The lumbar area of your spine is located in your lower back and forms the curve below your waist. Five large bones (vertebrae) make up the lumbar spine. A pair of stabilizing facet joints connects the bones in the lumbar spine. The opening in the center of each bone forms the spinal canal.

Your spinal cord is located within the protective spinal canal. The spinal cord extends from the brain and is a major part of your nervous system. Spinal nerves extend from the spinal cord and travel out of the spine to exchange nerve signals with your brain about specific parts of your body. In particular, medial nerves carry nerve signals about facet joint pain.

Causes

Lumbar radiofrequency neurotomy is used to “turn off” the specific medial nerve that carries information about facet joint pain. The facet joints are vulnerable to “wear and tear” that can lead to abnormal growths (bone spurs), enlarged joints, and osteoarthritis, a degenerative form of arthritis. This may be termed “facet joint disease” or “facet joint syndrome.”

Symptoms

acet joint syndrome in the lumbar spine can cause pain in the lower back, buttocks, and the backs of the thighs. Pain and stiffness may make it difficult for you to stand up or move. For example, it may be challenging to rise from a chair.

Diagnosis

Your doctor will examine you and conduct tests to determine if you have facet joint disease. Imaging tests, lab tests, and nerve studies may be used to provide your doctor with more information. Injection studies are used to identify if a specific nerve is conducting the pain signals. Lumbar radiofrequency neurotomy is used after other forms of treatment have failed to provide long-term relief. Your doctor will let you know if lumbar radiofrequency neurotomy is a treatment option for you.

Treatment

Lumbar radiofrequency neurotomy uses heat to create a lesion (damaged area) on the medial nerve. The lesion impairs the medial nerve’s ability to transmit signals about facet joint pain. Because the nerve is “turned off,” pain is not felt.

A lumbar radiofrequency neurotomy is an outpatient procedure. You will wear a gown for the procedure and be positioned lying face down on a table. You will receive relaxation medicine before your procedure begins. Your lower back area will be sterilized and numbed with an anesthetic medication.

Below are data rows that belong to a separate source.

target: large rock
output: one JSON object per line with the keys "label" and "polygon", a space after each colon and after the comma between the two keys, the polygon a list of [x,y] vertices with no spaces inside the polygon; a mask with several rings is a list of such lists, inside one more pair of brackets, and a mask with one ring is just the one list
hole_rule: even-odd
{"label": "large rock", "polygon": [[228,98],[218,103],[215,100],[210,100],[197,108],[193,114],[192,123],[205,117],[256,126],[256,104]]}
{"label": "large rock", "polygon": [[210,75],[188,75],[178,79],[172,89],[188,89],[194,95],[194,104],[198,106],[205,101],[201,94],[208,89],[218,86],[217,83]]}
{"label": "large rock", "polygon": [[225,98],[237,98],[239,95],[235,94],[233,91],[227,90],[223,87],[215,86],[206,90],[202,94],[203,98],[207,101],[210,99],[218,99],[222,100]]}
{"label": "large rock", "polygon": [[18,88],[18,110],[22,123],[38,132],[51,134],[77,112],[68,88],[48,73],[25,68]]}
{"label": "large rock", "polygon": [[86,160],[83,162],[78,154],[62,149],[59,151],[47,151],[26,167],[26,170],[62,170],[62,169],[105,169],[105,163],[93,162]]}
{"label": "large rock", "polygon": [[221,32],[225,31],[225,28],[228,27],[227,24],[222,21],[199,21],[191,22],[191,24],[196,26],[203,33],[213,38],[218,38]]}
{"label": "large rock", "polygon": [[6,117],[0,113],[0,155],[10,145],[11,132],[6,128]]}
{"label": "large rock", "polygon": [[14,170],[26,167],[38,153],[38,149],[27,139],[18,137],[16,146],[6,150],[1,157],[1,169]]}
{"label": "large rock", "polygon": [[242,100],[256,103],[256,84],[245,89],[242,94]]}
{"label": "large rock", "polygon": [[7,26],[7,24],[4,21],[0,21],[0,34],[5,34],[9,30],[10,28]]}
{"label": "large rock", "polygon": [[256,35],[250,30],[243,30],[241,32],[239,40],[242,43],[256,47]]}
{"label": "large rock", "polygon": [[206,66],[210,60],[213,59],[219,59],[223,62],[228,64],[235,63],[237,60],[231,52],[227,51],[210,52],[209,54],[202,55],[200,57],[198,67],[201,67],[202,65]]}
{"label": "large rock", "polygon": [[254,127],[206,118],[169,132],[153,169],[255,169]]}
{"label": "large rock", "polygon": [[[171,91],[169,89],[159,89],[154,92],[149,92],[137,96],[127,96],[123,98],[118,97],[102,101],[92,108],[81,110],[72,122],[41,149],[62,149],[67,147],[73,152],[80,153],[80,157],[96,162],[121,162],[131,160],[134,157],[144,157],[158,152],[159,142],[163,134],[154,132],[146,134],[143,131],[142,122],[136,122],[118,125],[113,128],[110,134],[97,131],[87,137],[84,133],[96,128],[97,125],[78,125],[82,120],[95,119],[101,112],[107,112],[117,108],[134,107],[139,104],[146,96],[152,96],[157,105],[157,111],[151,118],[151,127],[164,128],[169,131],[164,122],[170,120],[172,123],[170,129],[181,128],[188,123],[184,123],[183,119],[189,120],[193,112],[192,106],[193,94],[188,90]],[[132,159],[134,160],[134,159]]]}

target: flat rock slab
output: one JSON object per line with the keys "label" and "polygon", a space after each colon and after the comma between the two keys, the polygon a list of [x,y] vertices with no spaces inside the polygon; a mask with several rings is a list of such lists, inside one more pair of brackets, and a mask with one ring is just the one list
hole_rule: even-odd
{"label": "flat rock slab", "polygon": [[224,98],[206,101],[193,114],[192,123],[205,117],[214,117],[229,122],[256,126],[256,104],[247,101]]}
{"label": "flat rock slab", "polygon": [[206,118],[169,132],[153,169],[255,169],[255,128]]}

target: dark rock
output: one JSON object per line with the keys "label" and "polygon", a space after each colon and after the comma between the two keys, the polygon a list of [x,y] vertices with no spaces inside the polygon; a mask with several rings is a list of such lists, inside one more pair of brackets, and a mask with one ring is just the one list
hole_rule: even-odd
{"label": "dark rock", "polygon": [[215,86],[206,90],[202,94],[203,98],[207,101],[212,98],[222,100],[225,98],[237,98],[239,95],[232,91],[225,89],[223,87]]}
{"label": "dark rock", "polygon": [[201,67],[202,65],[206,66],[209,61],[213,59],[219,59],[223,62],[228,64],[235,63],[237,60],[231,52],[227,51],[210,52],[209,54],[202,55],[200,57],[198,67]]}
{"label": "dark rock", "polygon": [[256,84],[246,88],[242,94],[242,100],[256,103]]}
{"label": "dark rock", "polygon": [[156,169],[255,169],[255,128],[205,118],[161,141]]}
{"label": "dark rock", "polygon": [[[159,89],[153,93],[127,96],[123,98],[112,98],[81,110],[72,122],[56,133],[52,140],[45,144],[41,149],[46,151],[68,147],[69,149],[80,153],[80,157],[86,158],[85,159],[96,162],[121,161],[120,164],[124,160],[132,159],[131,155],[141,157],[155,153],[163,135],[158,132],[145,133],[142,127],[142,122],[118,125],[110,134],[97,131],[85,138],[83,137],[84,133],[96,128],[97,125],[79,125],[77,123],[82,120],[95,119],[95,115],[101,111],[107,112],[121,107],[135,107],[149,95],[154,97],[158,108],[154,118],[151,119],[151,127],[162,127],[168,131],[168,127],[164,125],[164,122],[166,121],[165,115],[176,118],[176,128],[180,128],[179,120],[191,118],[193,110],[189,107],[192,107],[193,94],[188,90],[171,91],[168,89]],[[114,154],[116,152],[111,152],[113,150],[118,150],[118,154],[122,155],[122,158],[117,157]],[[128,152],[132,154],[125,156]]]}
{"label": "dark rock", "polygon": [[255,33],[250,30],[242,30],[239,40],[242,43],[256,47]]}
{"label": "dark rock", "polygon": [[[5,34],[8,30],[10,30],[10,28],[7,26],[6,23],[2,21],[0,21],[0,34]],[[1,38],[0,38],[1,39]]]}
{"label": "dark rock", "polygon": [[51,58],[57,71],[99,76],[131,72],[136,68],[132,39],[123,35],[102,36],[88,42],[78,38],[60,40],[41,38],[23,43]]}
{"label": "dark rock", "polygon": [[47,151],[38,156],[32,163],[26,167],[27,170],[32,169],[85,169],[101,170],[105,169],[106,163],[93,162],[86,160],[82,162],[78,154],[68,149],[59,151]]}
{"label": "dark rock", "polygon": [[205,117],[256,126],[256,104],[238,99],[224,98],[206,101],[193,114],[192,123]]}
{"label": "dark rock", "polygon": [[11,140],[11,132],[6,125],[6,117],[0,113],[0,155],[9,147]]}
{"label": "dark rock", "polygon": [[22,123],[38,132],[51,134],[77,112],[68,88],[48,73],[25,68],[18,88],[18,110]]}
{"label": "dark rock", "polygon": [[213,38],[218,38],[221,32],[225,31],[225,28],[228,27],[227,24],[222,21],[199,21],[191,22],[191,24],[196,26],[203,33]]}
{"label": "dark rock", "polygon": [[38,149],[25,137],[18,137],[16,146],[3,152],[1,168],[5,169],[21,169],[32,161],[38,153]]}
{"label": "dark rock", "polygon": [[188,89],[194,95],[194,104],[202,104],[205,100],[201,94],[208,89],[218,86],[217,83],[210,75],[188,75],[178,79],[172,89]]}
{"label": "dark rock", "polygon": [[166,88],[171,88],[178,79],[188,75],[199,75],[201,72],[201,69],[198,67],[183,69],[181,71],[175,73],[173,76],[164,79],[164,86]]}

Your doctor will use a live X-ray image (fluoroscopy) to carefully insert and guide a needle-like tube (cannula) to the affected medial nerve. A small needle-like electrode (radiofrequency electrode) is inserted through the cannula. To ensure the cannula is in the correct position, a very mild electrical current is delivered through the electrode to the nerve. The nerve will briefly conduct pain signals and cause a muscle twitch, confirming that the correct nerve is targeted. Next, numbing medication is delivered to the nerve in preparation for the treatment. Heat is delivered through the electrode to the nerve. The heat creates a lesion in the nerve. The heat disrupts the nerve’s ability to send signals about pain. At the end of the procedure, the tube and probe are removed. The process can be repeated for additional nerves that require treatment.

You will be monitored for several minutes before you can return home. You should have another person drive you home because you received sedation. You should use care while resuming your regular activities over the next several days because your back will feel sore. Your doctor may prescribe pain medication, rest, and instruct you to use heat or ice packs to ease the pain.

It usually takes three to four weeks for the treated nerves to completely turn off. During this period, your back may feel weak or odd. You may experience pain until the nerves are dead.

Lumbar radiofrequency neurotomy typically provides symptom relief for about a year or longer. Physical therapy can help you regain strength and flexibility so that you can resume your favorite activities. If you experience pain, the procedure may be repeated.